Lula não poupa críticas ao processo de privatização da BR Distribuidora, agora Vibra Energia, e revela desejo de recomprar refinaria, denunciando a incompetência do governo Bolsonaro e a perda de soberania nacional.
O presidente Luiz Inácio Lula da Silva não hesitou em disparar contra o governo Bolsonaro ao criticar duramente o processo de privatização das refinarias brasileiras, em especial a BR Distribuidora, hoje Vibra Energia. Durante visita ao Amapá, Lula questionou diretamente os ganhos que o povo brasileiro obteve com a venda da refinaria da Bahia e da refinaria do Amazonas, mostrando que o tema segue como ponto central em sua agenda política para a campanha.
“Eu ainda sonho em comprar de volta a refinaria que eles privatizaram”, afirmou o presidente, expondo não só insatisfação como um projeto claro de reversão das privatizações feitas recentemente.
Lula foi além e chamou o ex-governo de “incompetente”, acusando seus gestores de preferirem vender patrimônio público a fazer uma boa administração: “O cara que vendeu deveria ganhar o prêmio Nobel da estupidez. Ao invés de ser bom gestor, fazendo as coisas funcionarem, ele tenta fazer as coisas funcionarem vendendo. Ou seja, na verdade, ele é um bom comerciante, não é um bom gestor. Ele demonstra incompetência e não dá resultado naquilo que ele tem que dar”.
Esse discurso não é isolado. Lula aproveitou uma visita ao navio-sonda da Petrobras na Margem Equatorial para reforçar a necessidade de investimento em pesquisa, condição fundamental para a sobrevivência da estatal e para garantir a soberania nacional. Ele criticou ainda o que chamou de “complexo de vira-lata” presente no Brasil, especialmente em setores estratégicos como o petróleo.
O ex-ministro Rui Costa chegou a admitir que o governo estuda a possibilidade de a Petrobras retornar à distribuição de combustíveis, numa sinalização de desgaste da privatização da BR Distribuidora, embora respeitando cláusulas contratuais até 2029.
Privatizações sob fogo cruzado
O embate político exposto por Lula não é apenas retórico: pinta a crescente insatisfação com a política de privatizações no setor energético, que têm gerado debates sobre soberania, controle estatal e impacto econômico ao consumidor final. A intenção clara do presidente é marcar posição e colocar o tema como bandeira central diante das eleições de 2026.

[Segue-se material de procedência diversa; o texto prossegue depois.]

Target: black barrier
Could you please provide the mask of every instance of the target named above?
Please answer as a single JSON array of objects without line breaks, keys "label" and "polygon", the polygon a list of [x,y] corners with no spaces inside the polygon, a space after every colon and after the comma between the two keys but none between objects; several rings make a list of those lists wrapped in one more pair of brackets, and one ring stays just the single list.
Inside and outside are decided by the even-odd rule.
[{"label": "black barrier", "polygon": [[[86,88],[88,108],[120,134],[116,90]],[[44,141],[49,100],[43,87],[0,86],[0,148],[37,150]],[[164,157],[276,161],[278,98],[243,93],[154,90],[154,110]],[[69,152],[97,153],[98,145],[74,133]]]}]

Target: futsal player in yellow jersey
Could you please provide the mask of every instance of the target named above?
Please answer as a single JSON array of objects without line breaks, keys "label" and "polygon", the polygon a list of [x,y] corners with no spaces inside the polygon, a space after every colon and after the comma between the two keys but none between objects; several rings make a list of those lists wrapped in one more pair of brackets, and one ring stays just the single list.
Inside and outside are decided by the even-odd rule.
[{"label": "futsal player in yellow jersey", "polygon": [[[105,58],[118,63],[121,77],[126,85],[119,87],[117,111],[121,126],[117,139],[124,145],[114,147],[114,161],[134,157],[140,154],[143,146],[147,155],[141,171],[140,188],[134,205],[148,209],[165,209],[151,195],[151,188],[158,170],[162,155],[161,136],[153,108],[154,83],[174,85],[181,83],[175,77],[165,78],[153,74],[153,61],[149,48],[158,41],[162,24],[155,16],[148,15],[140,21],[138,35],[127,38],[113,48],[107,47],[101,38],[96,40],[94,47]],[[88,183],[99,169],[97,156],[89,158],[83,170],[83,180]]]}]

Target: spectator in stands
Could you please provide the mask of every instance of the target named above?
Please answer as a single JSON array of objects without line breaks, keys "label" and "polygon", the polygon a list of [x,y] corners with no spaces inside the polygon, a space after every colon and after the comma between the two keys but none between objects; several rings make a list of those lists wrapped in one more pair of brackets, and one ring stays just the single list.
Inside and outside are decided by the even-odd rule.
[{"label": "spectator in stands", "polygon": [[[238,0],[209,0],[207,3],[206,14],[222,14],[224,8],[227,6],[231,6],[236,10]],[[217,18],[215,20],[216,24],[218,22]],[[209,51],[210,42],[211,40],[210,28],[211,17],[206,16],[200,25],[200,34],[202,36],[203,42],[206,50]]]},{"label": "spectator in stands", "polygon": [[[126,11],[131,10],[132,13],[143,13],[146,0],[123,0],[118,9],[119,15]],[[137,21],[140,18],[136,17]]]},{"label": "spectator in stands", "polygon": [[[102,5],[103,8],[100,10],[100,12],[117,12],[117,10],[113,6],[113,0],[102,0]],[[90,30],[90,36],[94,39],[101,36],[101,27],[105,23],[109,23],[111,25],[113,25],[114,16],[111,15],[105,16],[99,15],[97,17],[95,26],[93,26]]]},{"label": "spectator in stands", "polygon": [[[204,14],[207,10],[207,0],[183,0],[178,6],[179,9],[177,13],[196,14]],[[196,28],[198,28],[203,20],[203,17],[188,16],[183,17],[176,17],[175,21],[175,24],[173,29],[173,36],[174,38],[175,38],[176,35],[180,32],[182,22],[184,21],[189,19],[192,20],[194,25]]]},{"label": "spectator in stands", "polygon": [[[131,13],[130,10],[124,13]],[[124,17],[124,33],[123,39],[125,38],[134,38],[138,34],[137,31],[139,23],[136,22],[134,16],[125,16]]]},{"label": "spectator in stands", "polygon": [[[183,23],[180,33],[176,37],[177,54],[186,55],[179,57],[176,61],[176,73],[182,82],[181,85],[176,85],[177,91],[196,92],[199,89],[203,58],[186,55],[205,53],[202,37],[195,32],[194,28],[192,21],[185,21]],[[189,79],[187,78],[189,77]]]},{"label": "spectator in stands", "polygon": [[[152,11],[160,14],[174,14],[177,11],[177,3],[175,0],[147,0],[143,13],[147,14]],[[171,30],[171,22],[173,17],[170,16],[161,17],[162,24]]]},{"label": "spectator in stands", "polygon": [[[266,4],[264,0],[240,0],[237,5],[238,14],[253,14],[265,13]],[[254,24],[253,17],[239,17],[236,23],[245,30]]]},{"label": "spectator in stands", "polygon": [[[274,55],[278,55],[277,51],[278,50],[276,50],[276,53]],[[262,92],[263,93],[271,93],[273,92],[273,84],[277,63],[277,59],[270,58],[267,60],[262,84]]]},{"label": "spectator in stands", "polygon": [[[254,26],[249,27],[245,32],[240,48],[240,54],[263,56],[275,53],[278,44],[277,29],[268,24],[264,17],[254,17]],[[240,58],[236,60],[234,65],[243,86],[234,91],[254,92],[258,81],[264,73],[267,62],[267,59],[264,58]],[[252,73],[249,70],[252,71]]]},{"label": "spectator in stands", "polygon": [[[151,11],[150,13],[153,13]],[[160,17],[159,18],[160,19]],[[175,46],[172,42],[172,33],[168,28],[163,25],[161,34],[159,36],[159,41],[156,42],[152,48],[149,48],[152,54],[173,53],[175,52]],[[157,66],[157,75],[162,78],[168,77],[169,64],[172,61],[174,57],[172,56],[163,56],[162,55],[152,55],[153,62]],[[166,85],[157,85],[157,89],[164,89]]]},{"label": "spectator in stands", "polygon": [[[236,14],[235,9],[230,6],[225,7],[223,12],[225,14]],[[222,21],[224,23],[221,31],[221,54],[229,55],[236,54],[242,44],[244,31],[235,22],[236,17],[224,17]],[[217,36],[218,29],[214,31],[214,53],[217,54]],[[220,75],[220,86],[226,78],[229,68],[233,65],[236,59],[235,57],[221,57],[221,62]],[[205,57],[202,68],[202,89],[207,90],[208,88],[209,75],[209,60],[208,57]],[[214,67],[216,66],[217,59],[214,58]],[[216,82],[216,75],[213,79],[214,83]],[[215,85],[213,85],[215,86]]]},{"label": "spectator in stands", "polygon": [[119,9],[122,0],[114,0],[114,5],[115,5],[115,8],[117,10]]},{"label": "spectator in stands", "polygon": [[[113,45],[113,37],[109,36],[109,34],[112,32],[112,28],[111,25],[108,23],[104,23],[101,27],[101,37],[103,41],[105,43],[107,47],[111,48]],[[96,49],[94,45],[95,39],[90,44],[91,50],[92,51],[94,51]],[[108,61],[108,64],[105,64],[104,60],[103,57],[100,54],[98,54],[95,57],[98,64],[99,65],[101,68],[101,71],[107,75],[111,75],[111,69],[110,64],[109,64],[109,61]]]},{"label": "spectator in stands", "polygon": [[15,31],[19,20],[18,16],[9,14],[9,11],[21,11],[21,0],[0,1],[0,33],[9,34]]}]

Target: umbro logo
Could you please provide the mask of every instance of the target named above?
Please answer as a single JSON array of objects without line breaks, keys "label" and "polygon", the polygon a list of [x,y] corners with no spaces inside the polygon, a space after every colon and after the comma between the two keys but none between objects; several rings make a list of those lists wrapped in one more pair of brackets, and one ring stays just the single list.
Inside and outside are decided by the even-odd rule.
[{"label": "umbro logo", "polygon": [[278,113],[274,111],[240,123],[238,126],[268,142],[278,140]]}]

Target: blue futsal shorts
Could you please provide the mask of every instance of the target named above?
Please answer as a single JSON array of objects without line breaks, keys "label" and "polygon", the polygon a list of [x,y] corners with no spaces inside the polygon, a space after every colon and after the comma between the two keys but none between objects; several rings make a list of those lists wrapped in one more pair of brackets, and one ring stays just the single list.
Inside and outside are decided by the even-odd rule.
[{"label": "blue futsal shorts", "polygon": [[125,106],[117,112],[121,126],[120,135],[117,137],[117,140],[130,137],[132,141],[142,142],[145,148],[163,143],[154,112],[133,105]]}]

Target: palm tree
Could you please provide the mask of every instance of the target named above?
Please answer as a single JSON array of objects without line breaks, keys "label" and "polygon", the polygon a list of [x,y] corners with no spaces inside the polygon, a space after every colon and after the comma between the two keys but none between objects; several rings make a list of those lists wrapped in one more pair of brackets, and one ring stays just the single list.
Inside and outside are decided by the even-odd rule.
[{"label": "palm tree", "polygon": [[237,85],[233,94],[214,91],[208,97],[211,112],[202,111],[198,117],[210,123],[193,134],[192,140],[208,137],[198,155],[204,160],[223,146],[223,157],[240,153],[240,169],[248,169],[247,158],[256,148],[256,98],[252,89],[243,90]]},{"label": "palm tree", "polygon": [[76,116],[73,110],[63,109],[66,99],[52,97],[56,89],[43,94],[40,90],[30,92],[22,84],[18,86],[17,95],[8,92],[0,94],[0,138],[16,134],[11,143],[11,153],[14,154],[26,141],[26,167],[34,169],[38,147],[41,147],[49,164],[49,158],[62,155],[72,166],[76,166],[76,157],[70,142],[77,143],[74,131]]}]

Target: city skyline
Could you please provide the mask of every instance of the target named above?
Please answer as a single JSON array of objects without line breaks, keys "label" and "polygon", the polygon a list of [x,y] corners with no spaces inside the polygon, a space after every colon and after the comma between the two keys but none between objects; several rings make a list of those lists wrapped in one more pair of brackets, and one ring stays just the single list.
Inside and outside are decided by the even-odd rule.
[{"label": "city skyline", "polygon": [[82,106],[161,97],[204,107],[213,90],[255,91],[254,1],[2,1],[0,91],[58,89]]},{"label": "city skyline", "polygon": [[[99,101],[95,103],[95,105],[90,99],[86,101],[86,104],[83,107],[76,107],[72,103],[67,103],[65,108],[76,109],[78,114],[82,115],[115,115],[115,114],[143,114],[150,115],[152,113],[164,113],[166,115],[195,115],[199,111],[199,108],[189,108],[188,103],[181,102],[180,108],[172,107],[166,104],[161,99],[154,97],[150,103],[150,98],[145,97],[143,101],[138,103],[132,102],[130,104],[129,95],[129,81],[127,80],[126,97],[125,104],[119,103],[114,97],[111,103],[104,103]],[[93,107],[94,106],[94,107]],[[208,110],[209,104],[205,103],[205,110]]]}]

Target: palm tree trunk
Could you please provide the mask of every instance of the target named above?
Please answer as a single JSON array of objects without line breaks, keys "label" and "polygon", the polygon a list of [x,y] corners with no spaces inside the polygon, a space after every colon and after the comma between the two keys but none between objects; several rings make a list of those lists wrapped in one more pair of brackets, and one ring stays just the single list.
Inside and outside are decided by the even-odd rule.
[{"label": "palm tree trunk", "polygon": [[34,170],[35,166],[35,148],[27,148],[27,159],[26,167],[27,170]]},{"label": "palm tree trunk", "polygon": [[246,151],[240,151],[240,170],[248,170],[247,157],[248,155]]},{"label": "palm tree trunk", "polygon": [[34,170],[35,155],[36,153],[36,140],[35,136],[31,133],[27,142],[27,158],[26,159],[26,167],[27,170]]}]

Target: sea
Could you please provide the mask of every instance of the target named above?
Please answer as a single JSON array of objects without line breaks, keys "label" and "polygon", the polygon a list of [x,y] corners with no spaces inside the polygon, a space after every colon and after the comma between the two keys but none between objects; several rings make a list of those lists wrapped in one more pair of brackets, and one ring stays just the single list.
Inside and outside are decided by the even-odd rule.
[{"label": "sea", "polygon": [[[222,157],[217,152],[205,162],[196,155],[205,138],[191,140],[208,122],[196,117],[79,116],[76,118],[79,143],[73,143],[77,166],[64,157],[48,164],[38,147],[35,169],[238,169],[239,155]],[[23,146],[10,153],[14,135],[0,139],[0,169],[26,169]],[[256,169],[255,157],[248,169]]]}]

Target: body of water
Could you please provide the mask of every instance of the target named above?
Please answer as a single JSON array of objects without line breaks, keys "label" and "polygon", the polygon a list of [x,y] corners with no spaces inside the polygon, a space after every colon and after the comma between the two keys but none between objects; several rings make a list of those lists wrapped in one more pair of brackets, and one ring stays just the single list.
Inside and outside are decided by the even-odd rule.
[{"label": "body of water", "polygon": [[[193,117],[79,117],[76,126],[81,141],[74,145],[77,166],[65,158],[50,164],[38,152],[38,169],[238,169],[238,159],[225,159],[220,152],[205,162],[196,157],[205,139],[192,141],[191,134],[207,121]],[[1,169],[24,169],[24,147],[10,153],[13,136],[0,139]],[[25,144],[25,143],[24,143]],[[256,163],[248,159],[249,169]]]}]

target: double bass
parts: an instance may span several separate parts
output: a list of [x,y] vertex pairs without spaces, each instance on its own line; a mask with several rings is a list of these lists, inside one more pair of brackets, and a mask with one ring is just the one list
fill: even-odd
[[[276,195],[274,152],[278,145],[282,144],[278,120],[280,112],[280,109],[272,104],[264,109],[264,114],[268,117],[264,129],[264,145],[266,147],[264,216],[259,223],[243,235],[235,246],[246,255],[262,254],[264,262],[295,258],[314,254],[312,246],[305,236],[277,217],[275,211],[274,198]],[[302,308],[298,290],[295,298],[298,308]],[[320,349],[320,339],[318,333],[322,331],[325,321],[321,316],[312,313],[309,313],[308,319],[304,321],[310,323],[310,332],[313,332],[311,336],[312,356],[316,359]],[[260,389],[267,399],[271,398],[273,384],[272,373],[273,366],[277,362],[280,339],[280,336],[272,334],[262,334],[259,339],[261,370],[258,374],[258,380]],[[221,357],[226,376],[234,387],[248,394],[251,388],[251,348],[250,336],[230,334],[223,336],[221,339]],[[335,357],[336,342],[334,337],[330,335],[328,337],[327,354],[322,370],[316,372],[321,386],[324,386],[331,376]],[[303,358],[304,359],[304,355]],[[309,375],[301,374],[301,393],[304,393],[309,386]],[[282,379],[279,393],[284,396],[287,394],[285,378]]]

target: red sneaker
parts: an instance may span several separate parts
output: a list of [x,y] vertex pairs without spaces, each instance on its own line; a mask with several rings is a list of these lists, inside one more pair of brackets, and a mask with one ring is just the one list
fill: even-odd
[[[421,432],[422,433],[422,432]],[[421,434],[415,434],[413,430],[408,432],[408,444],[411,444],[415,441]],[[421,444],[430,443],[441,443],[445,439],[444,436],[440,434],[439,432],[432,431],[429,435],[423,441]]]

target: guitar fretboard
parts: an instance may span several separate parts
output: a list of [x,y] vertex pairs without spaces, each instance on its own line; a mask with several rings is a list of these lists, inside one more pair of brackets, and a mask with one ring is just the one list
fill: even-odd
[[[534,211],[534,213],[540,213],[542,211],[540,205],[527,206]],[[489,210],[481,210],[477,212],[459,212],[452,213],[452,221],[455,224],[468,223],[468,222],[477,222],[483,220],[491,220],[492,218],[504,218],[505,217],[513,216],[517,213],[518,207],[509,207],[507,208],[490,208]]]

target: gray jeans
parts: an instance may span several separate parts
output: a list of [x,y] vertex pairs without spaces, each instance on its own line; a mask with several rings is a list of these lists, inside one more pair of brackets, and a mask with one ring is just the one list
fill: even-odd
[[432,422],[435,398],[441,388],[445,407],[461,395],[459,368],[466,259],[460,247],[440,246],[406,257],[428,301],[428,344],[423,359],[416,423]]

O questionamento de Lula sobre o que o povo ganhou com a venda das refinarias é uma provocação direta ao governo Bolsonaro e seus aliados, revelando contradições políticas e um possível desgaste nas estratégias adotadas nos últimos anos.
Enquanto isso, o futuro da Vibra Energia segue em atenção, com os olhos do governo Lula postos na possibilidade de recomprar ativos, consolidar a Petrobras e resgatar o controle estatal em uma área considerada vital para o Brasil.